Senti as suas mãos pressionar com mais força sobre mim. Ali, no meio da rua larga e repleta de gente, muitas pessoas paravam curiosas ou talvez preocupadas pelo que, porventura, pudesse acontecer ao estrangeiro que um demente tinha debaixo das suas mãos. Sem dúvida, o momento era de perplexidade e algum temor. Mas, para além disso, devo acrescentar que ali em volta se tinha, também, criado um certo ar de respeito. Foi notável e evidente a preocupação de um homem que mostrava a boa intenção de, caso fosse necessário, desencalhar-me de algum suposto incómodo. Mas, ao ver a cena pacífica e serena, acabou por não intervir.

Apenas um doente mental
Todavia, aquele que todos sabiam ser majnún, louco, ainda tinha algo mais para dizer. Lançou o olhar em volta, mostrando que era senhor da situação. E a sua voz ouviu-se, de novo. Devagar, quase soletrando: tu não és cáfir (descrente, infiel).

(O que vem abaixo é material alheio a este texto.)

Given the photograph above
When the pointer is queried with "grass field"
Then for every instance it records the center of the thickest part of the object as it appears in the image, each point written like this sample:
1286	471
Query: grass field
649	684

Já ele apanhava os sacos de plástico do chão quando eu, ainda não completamente recomposto da tão bela surpresa, lhe disse: “chucran, obrigado”. E, confirmando as suas próprias palavras, acrescentei: “tens razão, amigo! Não sou cáfir (descrente, infiel); eu creio em Deus; fico feliz com as palavras que acabas de me dedicar”. Vi o seu rosto abrir-se num largo sorriso, enquanto desaparecia no meio da multidão que se azafamava.

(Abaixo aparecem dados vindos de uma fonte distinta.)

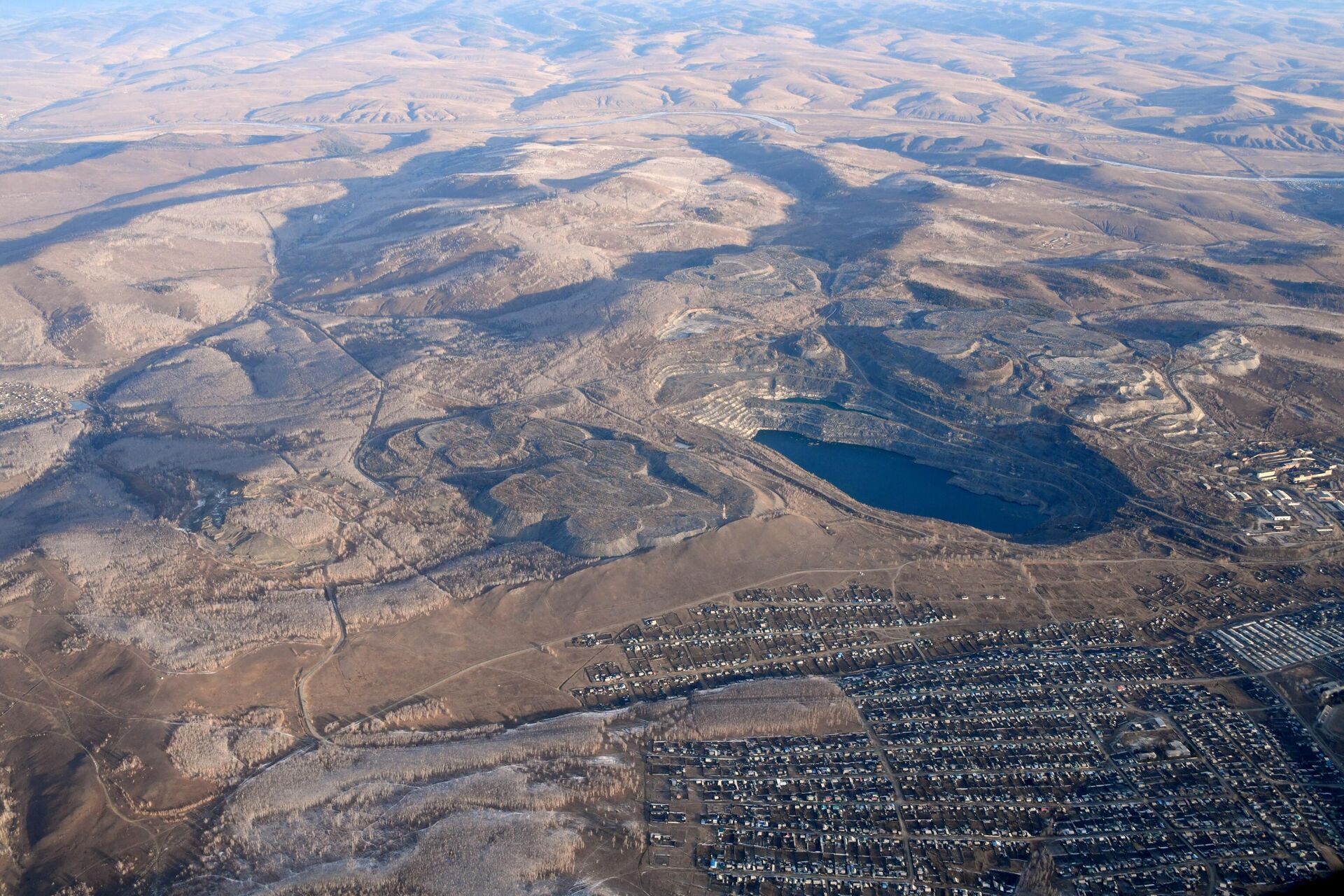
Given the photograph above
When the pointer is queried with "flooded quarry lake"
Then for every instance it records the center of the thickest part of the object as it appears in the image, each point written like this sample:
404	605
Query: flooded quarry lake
895	482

A poucos passos da referida cena, cruzava-se comigo uma senhora de quem ouvi, com delicadeza: “desculpe lá, khauaja, estrangeiro, não fique ofendido, é apenas um doente mental”. Mas este não foi um sentimento isolado: a ela se juntaram também outras pessoas de quem colhi um sorriso tímido, sem palavras. Ao mesmo tempo, eu pensava comigo mesmo: ‘desculpar? Não havia, certamente, desculpas a pedir e, muito menos, ofensas a reter’. A todos fui retribuindo o simpático e delicado gesto. Até a conhecida vendedeira do mercado notou em mim um tom diferente que não deixou de realçar: “Eh, zabun khauaja, freguês estrangeiro, hoje vens mais jovial e alegre”. E, enquanto me devolvia o troco do dinheiro das lentilhas e outras hortaliças que comprei na sua banca, olhou para mim e deixou cair no meu saco das compras uma porção de sésamo tostado. ‘É uma pequena e humilde lembrança da minha parte; Deus te abençoe e te faça sempre feliz’, disse, com um sorriso.

‘Senhor, estou aqui à espera de nada’
Entretanto… dei comigo quando já entrava no pátio de casa, o adro da igreja. Se alguém me perguntasse que estrada tomei quando saí do mercado ou o que vi pelo caminho, não saberia responder. Teria perdido a memória? Disso estou certo que não. E a prova é que posso reproduzir, literalmente, os pormenores desses vinte e poucos minutos que tinham passado desde que saíra do mercado.

Mas deixa que diga, desde já, a verdade. É que, enquanto caminhava, apareceu-me um tal monge de um certo e longínquo mosteiro. Pois foi na sua companhia que passei esse bocadinho de tempo. O cerne da nossa conversa resume-se no seguinte conselho que recebi do santo homem de Deus: se queres progredir na vida interior e espiritual reza, todos os dias, apenas isto: “Senhor, estou aqui à espera de nada”. Ele notou a minha confusão e perplexidade, mas insistiu na mesma ideia, não retirando nada do que tinha dito.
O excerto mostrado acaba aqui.